This weekend’s Ecofest will be one of those family-friendly events from the Delaware River Waterfront Corporation (DRWC) to celebrate the riverfront and its environment, with activities like a bird walk, hands-on nature activities and an urban ecology walk (don’t eat the mushrooms). But for those interested in design and in the city’s economic and urban development, there will be an added reason to attend: the rollout of new plans for the old, abandoned Pier 53.
Owned by the city, the once-active pier–a historical site that was the Ellis Island of our area–had been abandoned for decades. Because this is Philadelphia, and we don’t have measures in place to manage vacant structures or land, the pier simply deteriorated until it returned to a prehistoric state of nature. But if ever there were a group able to make silk from a sow’s ear, it’s the DRWC, and this is what it has done–and it’s wonderful to see a group recognize that the greenery that arises from a blighted site isn’t necessarily blighted itself.

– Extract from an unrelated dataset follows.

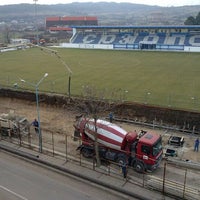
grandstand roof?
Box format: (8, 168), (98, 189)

In fact, in this case, along with the trees and plants that have flourished, “the rotted piers and eroded shoreline have become a nursery for migrating fish and a permanent home for several species of mussels.” Meanwhile, the little park at the foot of the pier, Washington Green, thrives as well, with runners, anglers and kids exploring the natural bounty.
What comes next is a mini San Franciscan move:
The scope of this project is to extend the small park at the foot of Pier 53 just south of Washington Avenue into the Delaware by building a self-supporting boardwalk structure over the pier that will allow visitors to get almost as far out in the river as they can at the Race Street Pier. Another goal of the project is to have it serve as a demonstration of best practices in ecological restoration and to establish Pier 53 as the northern anchor of a future wetlands project that will someday extend down to Pier 70 Boulevard. DRWC would be working closely with the Army Corps of Engineers and the Philadelphia Water Department to bring this project to fruition.
DWRC awarded the design contract to Applied Ecological Services, whose Scott Quitel will present the new plans on Saturday (after he leads the urban ecology walk–he’s obviously a multifaceted guy).
WHEN: Saturday, April 27, 2013, 8:30am – 12:30pm
WHERE: Washington Avenue Green, Columbus Boulevard & Washington Avenue (enter between Coast Guard Station and the Sheet Metal Workers’ building)
PARKING: Sheetmetal Workers Union Hall parking lot, 1301 S. Columbus Blvd.